Aku tertawa. Tidak harus kujelaskan. Lisa ikut tertawa karena aku yakin dia memahaminya.
Sepanjang menunggu gerimis itu reda, kami saling berbincang dan melupakan bahwa diriku sedang menunggu kehadiran seseorang. Kami terlalu bersemangat hingga lupa bahwa malam akan segera tiba. Kami terperanjat, lampu-lampu tampak sudah dinyalakan dan bangunan-bangunan sekitar kampus mulai benderang.
“Aku melupakan sesuatu,” ujar Lisa seraya mengecek ponselnya. “Aku harus pulang, dan ... lupakan seseorang yang kau tunggu itu. Lelaki selalu saja begitu. Sama bajingannya,” rutuk Lisa.
Andro bukan bajingan, rutukku dalam hati. Tidak ingin membenarkan asumsi yang dilontarkan oleh Lisa. Perihal lelaki itu tak datang, itu yang jadi pertanyaannya: apa yang terjadi dengannya?
Aku cemas selepas kepergian Lisa.

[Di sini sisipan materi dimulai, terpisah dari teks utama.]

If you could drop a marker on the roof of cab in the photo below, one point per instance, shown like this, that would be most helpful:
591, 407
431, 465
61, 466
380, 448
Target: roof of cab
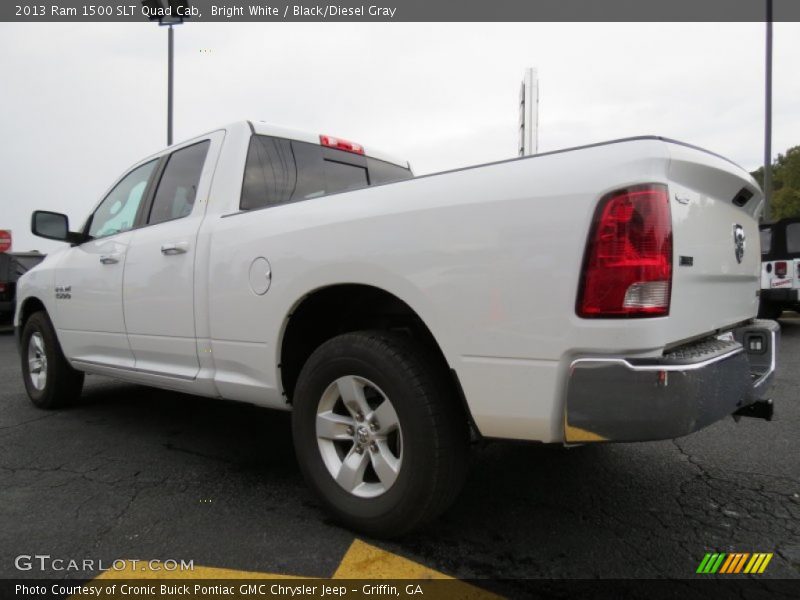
262, 128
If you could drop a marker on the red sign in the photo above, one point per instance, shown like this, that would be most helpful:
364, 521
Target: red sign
5, 240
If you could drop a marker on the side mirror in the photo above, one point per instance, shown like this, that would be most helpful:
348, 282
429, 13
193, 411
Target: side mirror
54, 226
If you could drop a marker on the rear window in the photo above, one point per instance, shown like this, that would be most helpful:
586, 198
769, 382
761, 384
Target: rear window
793, 238
382, 172
278, 170
766, 240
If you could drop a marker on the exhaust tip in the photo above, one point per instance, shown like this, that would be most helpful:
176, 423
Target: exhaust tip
760, 409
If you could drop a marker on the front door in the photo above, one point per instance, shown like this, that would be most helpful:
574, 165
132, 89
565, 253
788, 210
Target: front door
158, 290
88, 280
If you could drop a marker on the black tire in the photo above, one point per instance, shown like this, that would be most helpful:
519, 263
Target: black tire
769, 310
62, 384
435, 432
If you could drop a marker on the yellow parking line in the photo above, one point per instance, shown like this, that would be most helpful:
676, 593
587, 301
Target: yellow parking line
361, 561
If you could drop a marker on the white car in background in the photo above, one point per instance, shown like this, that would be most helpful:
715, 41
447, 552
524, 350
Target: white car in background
780, 267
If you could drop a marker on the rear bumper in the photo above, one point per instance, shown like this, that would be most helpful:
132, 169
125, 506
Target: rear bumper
781, 295
628, 400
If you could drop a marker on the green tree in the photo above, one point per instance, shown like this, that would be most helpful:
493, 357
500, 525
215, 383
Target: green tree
785, 184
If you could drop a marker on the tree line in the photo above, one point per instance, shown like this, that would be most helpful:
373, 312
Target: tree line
785, 200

Memutuskan untuk pulang dengan perasaan tidak menentu membuatku sedikit marah.
Dulu Dito, sekarang Andro. Apa sih yang sebenarnya terjadi dengan keluarga Widjaya? batinku seraya gegas. Sekali ini aku sudah bosan menunggu. Lagian, Mama dan Papa akan sangat cemas bila aku tidak pulang dengan segera.
“Kenapa belum pulang?”
Seperti dugaanku, Mama menelepon. Aku menjawabnya dengan mengatakan masih ada dalam perjalanan pulang dan terjebak macet, padahal baru keluar dari pintu gerbang kampus dengan gerimis yang mulai reda.
***
Hampir aku gegas keluar dari area kampus ketika sesosok lelaki berkelebat di hadapanku, sosok yang sangat aku kenal. Dalam setelan kemeja yang kusut aku melihat wajah letih Andro dengan keringat tampak bercucuran. Aku tahu itu akibat perjalanan tergesanya. Ia tersenyum. Aku terpaku di tempatku semula dan menunggu langkahnya mendekat.
“Maafkan aku. Aku terlalu terlambat,” sesal Andro. Dia mencium keningku dan merangkul tubuhku hingga terbenam di tubuhnya yang kukuh. Aroma parfum maskulin yang telah bercampur dengan keringat menciptakan aroma yang aneh, tetapi aku menyukainya. Dia mendekapku dengan mengalirkan kehangatan. “Selamat ya, Er, sekarang kau sudah jadi sarjana,” bisiknya di telingaku. Desiran aneh membangkitkan perasaan melambung di tubuhku.
“Dan … ini,” lanjutnya seraya merenggangkan pelukannya seraya merogoh saku belakang celannya. Dia terkejut dan memandangi apa yang telah dikeluarkannya: sekuntum mawar merah yang kelopak-kelopaknya sudah hampir rontok, mungkin terlalu lama berada di saku dengan cara tertekuk. Aku hampir tertawa, bunga mawar itu terlihat sangat memprihatinkan, penyok di sana-sini, dengan tangkai patah.
“Maafkan aku,” ucapnya. “Aku tidak bermaksud memberimu bunga … yang … jelek.” Andro menunduk penuh sesal.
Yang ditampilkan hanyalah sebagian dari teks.